ART | CRITIQUE

Dora Garcia, Twice Told Tales

PEmmanuel Posnic
@08 Sep 2007

Dora Garcia ouvre le bal de rentrée chez Michel Rein. Pour l’accompagner, huit autres artistes qui, comme elle, s’attachent à réactualiser les formes de narration en singularisant leurs approches, depuis les installations pour les uns, la vidéo et l’œuvre graphique pour les autres.

«Twice Told Tales» (histoire racontée deux fois, pourrait-on traduire) s’intéresse à la narration, comme son nom l’indique, aux œuvres qui se déploient en séquences, dans le récit tout d’abord, puis dans le récit du récit. Elle situe également son propos dans une phase réflexive, quand l’œuvre montre peu mais parle beaucoup.

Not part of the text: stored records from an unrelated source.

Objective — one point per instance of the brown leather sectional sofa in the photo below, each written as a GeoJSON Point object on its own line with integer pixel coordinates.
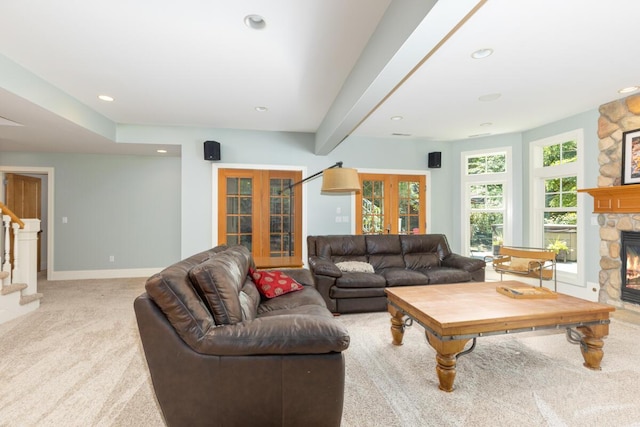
{"type": "Point", "coordinates": [396, 260]}
{"type": "Point", "coordinates": [219, 354]}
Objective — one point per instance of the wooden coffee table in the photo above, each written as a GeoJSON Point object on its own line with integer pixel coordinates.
{"type": "Point", "coordinates": [456, 313]}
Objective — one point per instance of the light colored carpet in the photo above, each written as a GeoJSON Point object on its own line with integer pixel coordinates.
{"type": "Point", "coordinates": [78, 361]}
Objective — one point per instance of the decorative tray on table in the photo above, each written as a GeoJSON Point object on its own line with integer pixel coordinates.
{"type": "Point", "coordinates": [524, 291]}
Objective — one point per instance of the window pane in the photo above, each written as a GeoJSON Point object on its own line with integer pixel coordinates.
{"type": "Point", "coordinates": [246, 186]}
{"type": "Point", "coordinates": [232, 186]}
{"type": "Point", "coordinates": [560, 234]}
{"type": "Point", "coordinates": [558, 154]}
{"type": "Point", "coordinates": [485, 229]}
{"type": "Point", "coordinates": [245, 224]}
{"type": "Point", "coordinates": [496, 163]}
{"type": "Point", "coordinates": [569, 152]}
{"type": "Point", "coordinates": [372, 207]}
{"type": "Point", "coordinates": [232, 205]}
{"type": "Point", "coordinates": [232, 224]}
{"type": "Point", "coordinates": [476, 165]}
{"type": "Point", "coordinates": [245, 205]}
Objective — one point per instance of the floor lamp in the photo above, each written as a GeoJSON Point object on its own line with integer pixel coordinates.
{"type": "Point", "coordinates": [335, 179]}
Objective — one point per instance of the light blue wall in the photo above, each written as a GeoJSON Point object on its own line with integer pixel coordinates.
{"type": "Point", "coordinates": [125, 206]}
{"type": "Point", "coordinates": [151, 211]}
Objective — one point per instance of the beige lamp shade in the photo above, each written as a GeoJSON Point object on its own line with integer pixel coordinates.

Dora Garcia en est l’exemple le plus évident. Son installation suspend l’attention du spectateur sur une pièce blanche quasiment vide, si ce n’est la présence d’une chaise et d’une bande sonore (Twicetellingaboutfilm). La voix reprend l’histoire du Film de Samuel Beckett, lui-même envisagé comme une réflexion sur le cinéma. Double mise en abîme donc. Celle que Beckett met en scène dans son film. Celle que Dora Garcia exerce sur l’interprétation de Beckett et qu’elle livre à la sagacité du spectateur. Comment exprimer l’image par l’absence d’image ? Dora Garcia y répond en superposant des niveaux de lecture qui oblige le spectateur à mettre en regard plusieurs expériences de narration, tant physiques que mentales.

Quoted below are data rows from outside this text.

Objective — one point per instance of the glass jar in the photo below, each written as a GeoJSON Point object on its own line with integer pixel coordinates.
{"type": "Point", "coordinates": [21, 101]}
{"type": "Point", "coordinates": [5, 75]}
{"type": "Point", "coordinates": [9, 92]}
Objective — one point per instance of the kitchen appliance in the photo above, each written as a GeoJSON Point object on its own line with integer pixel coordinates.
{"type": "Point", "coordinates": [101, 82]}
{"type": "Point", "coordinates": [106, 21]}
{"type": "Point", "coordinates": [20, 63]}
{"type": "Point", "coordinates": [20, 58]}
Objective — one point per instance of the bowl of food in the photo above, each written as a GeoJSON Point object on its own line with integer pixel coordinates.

L’œuvre fait le commentaire. Elle s’appuie chez Dora Garcia sur la force littéraire et burlesque de Beckett. De son côté, Benoît Maire convoque Nietzsche renversant son Crépuscule des idoles en Crépuscule des copistes. Il fait défiler d’ennuyeux clichés occupés au premier plan par la pancarte «Le crépuscule des copistes». Plus qu’un jeu de langage et qu’une perche lancée vers le maître allemand, Benoît Maire jette un regard contrarié et grinçant sur le paysage de la pensée contemporaine, plus occupée semble-t-il à manier les redites qu’à les congédier, ou à défaut, les manœuvrer.

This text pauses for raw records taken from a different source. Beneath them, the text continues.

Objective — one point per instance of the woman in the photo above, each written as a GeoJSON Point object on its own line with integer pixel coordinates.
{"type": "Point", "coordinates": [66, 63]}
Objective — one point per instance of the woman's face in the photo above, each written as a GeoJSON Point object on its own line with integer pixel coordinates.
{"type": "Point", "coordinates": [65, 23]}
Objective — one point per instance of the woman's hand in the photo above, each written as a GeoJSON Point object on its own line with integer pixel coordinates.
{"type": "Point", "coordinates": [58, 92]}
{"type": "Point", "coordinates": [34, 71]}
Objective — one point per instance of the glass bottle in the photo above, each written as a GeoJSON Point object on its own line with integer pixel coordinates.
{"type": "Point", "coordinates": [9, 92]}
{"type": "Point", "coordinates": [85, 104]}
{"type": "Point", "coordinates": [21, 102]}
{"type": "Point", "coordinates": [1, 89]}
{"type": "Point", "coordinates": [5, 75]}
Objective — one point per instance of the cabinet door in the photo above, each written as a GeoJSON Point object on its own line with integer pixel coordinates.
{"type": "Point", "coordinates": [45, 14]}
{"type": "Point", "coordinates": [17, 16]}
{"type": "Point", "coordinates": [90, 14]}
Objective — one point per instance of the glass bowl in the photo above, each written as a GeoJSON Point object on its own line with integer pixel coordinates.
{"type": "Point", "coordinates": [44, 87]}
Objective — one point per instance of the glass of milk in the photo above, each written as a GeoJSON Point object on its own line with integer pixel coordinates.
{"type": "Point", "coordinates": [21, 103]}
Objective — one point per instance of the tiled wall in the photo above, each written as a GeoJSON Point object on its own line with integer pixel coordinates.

La référence au passé est une forme de discours que l’on retrouve chez d’autres artistes de l’exposition. Comme si celle-ci se faisait pressante et prompt à cerner des attitudes contemporaines.
Pour Ryan Gander, l’empreinte est cette ultime survivance de l’histoire (The Floor Was in the Shade). Encore une fois, une histoire à double détente. Dans l’œuvre qu’il accroche ici, littéralement un panneau de liège sur lequel on punaise des feuilles, l’Anglais s’intéresse non seulement à l’objet et à l’évocation discrète qu’il peut faire de la modernité, du monde de l’entreprise et d’une certaine forme d’organisation souveraine.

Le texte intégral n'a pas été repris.